Let's take the example of accelerating a website hosted on Compute Engine and go through the standard configuration process:
Step 1: Create a Server Load Balancer and turn on the CDN switch
Log in to the GCP console, find Network Service $\rightarrow $Load Balancing, and click Create.
Select HTTPS load balancing from the Internet to my virtual machines (global deployment mode).
When configuring the backend service (Backend Services), select the server instance group (Instance Group) where you put the page.
[Core Step]: At the bottom of the backend service configuration, you will see an inconspicuous checkbox: "Enable Cloud CDN. Without hesitation, put it on!
Step 2: Select your "Cache Mode"
After checking CDN, the system will let you choose
Cache mode
Here are the key options that determine your performance and wallet:
Mode 1: Use the source station response header (Default). GCP caches only if your back-end code (such as Nginx or Node.js) explicitly returns Cache-Control: public, max-age = 3600. If your back-end code is not matched, CDN will be useless and traffic will penetrate every day.
Mode 2: Cache all static content (RECOMMENDED). The most recommended independent station or App to choose this. Google will automatically identify images, videos, CSS, JS for caching.
Mode 3: Force Cache all content. No matter what the backend says, it will always be cached. [Big Pit] Unless your website is full of pure static dead pages, don't choose this! Once selected, the user's login status, shopping cart and background sensitive API will also be cached across the network, directly causing serious rogue serial number accidents.
Part III: A Guide to "Saving Money and Saving Life" for Operation and Maintenance of Old Birds
Google's things are easy to use, but "expensive" is also true. If it is not properly configured, the monthly traffic bill can make your flesh die. The following three points are the lessons learned from the old bird's use of real money:
1. Beware of double billing caused by "dynamic API back to source"
If your domain name (such
api.yourdomain.com
) all connected to the CDN load balancing, although you put
/api/
The path is set to not cache, but these dynamic traffic will still go through the network of CDN nodes.
After
Dynamic traffic that passes CDN nodes but misses (CDN Cache Misses)

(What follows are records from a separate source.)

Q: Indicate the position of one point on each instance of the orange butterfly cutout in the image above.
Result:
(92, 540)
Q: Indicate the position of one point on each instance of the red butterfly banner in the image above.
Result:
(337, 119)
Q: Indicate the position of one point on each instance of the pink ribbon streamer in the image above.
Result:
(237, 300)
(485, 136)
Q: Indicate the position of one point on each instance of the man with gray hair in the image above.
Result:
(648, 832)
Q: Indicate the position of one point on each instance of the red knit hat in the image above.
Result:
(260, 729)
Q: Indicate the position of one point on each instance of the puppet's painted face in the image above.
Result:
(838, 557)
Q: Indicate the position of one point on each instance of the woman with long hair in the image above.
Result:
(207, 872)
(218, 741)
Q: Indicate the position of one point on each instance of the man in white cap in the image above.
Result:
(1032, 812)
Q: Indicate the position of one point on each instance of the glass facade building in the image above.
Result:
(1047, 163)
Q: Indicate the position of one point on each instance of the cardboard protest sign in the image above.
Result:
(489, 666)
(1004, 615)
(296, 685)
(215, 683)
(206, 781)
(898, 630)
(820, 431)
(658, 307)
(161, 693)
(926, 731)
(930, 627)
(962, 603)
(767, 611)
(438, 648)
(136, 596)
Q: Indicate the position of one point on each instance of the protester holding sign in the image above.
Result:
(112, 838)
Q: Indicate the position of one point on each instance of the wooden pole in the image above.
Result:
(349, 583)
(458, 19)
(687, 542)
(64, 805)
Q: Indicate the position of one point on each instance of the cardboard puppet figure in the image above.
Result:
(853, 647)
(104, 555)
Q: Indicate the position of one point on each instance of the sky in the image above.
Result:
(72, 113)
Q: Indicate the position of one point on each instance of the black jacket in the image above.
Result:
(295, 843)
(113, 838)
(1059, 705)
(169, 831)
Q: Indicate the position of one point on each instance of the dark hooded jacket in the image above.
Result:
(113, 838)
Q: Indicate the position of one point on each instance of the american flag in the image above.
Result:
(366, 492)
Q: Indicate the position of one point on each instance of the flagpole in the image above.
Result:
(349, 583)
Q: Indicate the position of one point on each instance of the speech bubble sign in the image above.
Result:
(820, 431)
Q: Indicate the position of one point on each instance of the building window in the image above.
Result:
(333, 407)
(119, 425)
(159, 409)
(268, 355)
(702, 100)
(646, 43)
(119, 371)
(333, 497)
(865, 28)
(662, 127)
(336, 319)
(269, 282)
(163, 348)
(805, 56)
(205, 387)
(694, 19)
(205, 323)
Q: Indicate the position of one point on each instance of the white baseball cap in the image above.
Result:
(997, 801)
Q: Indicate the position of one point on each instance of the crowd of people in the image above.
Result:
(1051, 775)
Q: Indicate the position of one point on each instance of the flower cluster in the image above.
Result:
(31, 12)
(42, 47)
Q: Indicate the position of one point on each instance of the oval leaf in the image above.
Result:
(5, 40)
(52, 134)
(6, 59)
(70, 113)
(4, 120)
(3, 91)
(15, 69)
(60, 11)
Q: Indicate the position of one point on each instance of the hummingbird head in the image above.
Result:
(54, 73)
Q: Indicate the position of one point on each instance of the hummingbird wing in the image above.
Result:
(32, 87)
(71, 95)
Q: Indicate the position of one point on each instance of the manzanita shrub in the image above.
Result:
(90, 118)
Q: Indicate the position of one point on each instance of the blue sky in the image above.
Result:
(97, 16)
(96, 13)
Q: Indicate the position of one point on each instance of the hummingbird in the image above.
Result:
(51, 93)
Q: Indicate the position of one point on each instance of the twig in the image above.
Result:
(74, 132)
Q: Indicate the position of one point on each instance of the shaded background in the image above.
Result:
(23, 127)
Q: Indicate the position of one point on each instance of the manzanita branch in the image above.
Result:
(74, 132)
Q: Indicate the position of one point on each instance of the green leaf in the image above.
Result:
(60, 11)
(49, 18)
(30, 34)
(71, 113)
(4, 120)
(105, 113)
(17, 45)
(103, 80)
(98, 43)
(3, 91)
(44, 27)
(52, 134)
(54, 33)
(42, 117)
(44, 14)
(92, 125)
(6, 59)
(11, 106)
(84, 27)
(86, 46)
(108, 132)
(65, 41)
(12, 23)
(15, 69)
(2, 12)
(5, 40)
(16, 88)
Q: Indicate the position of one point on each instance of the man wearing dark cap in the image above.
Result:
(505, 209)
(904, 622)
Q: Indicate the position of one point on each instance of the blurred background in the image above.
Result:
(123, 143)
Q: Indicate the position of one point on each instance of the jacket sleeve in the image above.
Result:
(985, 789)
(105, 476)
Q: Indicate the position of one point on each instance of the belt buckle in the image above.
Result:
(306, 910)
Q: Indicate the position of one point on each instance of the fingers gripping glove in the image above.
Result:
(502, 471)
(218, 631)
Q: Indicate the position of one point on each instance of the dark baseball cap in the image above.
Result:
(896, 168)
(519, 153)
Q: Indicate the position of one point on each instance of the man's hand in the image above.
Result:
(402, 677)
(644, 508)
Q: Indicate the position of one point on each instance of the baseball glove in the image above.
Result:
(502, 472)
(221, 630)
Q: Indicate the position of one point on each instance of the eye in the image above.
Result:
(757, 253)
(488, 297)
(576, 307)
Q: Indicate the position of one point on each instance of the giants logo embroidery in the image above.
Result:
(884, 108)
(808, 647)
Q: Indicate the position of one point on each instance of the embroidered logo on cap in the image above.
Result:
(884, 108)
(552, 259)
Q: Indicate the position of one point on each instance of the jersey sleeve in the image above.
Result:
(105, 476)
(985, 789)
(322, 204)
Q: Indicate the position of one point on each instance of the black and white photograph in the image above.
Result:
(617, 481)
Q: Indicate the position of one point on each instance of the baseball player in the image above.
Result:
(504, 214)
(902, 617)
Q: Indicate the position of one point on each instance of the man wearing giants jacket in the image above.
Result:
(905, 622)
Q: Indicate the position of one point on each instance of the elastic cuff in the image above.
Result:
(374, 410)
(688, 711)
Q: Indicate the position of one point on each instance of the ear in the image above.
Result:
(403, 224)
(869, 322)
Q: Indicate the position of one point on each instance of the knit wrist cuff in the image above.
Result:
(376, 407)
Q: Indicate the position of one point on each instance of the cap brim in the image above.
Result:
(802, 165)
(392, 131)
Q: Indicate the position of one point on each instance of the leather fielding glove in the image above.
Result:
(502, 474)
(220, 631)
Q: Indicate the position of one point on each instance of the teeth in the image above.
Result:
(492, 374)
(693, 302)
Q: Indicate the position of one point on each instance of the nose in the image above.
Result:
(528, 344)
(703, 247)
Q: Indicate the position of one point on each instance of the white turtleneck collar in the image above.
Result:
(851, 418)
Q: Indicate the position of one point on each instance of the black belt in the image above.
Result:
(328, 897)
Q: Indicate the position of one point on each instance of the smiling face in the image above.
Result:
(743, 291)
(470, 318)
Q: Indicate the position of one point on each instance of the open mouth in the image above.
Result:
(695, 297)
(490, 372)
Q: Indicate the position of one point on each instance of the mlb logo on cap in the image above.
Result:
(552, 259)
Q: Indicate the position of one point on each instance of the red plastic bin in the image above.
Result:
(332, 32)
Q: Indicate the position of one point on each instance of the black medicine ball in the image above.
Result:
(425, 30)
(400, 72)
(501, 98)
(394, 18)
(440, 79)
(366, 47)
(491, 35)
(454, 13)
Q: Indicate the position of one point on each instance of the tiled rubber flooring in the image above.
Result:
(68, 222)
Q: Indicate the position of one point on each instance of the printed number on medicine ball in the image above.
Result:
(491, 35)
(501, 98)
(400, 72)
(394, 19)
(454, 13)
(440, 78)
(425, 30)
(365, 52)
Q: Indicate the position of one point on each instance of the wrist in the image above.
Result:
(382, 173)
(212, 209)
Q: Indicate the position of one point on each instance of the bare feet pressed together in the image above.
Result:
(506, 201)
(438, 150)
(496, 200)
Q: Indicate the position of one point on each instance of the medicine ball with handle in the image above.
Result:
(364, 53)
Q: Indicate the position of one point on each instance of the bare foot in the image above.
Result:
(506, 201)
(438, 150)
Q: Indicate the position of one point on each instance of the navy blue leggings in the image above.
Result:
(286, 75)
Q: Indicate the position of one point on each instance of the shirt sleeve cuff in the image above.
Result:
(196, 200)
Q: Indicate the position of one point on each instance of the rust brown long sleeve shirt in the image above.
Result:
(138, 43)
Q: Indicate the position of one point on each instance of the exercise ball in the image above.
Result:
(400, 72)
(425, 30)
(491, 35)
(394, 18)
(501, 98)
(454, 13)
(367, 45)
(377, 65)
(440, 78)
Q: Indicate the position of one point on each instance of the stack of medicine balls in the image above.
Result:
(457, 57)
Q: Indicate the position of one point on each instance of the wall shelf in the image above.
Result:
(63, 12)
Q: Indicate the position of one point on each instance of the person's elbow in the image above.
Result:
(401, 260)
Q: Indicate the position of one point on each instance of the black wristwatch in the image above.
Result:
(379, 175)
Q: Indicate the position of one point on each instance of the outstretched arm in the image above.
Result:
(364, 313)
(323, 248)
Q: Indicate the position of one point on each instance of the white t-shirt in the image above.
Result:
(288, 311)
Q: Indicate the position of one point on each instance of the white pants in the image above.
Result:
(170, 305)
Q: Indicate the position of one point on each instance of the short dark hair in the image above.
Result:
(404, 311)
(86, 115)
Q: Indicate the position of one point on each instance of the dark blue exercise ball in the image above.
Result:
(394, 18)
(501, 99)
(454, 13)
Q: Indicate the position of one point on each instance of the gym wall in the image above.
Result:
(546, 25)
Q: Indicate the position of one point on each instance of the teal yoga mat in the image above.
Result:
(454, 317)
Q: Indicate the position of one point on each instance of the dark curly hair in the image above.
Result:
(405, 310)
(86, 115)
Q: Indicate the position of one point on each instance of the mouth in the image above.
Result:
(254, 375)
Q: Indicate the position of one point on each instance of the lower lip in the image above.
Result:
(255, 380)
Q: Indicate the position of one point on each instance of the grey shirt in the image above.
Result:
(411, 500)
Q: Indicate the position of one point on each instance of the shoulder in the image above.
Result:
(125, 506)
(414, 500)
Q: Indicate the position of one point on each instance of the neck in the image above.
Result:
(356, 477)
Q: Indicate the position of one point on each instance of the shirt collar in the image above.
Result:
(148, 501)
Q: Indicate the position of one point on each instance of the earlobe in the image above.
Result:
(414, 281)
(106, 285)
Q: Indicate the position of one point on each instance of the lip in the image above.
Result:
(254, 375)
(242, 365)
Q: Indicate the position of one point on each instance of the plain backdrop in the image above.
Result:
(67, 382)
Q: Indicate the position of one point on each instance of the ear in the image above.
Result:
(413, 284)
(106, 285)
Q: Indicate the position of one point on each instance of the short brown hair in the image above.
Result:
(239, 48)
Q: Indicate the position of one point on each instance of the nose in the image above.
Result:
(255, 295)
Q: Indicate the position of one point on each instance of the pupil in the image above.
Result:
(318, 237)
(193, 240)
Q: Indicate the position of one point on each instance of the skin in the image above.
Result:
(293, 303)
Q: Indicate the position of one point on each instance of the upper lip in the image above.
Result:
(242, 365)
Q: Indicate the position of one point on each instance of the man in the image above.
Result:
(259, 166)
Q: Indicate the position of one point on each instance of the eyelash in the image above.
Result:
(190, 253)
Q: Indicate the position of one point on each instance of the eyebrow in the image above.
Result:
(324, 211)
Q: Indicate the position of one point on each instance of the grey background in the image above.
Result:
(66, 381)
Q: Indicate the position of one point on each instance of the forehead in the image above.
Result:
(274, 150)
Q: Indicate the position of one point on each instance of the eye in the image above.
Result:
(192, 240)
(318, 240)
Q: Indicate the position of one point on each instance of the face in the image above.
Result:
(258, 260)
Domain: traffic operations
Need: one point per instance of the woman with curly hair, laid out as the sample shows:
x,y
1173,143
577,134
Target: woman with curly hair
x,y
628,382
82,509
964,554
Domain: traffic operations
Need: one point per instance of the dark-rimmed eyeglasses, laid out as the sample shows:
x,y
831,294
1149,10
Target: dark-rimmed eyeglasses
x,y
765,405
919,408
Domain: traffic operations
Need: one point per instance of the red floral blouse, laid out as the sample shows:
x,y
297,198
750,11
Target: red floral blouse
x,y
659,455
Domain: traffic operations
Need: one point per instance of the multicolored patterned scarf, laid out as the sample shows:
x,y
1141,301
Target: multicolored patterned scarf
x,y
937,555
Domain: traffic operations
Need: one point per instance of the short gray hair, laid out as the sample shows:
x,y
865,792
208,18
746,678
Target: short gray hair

, the network traffic fee charged is often a little more expensive than ordinary load balancing public network visits.
Correct approach: static resources (pictures, front-end files) go to an independent subdomain name (such as static.yourdomain.com) and open CDN; Pure dynamic API goes to another subdomain name, does not turn on CDN, and goes directly to load balancing, so the bill will look much better.
2. Make good use of "TTL coverage" to prevent the source station from being washed away
In the configuration, it is recommended to manually set a
"Maximum Cache Time to Expiration (Maximum TTL)"
. For example, set it to 7 days.
In this way, even if your back-end Nginx accidentally writes the wrong configuration file, resulting in some static pictures without cache headers, Google will force you to carry the traffic for 7 days at the edge node, and will never let the surging user requests directly overwhelm your fragile back-end server.
3. How to clean up the error cache in seconds (Cache Invalidation)
The code has a Bug online. What if the wrong JS has been cached by Google to the world?
Don't panic, go to your load balancing page, click to enter the CDN tab, and find
Invalidate Cache
.
Enter in Path
/*
(clear the whole station) or
/static/js/main.js
(Clean up a single file). Thanks to Google's global Anycast backbone, it refreshes extremely quickly and usually
Within 1 to 2 minutes
The error cache of the global node can be wiped out.
Summary
Google Cloud CDN is not a simple "bandwidth saving tool", it is Google over the past 20 years to invest trillions of dollars to build out
The world's top private network highway
, rented directly to you.
As long as you sort out the symbiotic relationship between it and load balancing, match the caching rules of dynamic and static separation, and carefully avoid the charging trap of dynamic traffic back to the source, it can use a simple single IP to help you easily handle the high concurrent and fast access of hundreds of millions of users around the world.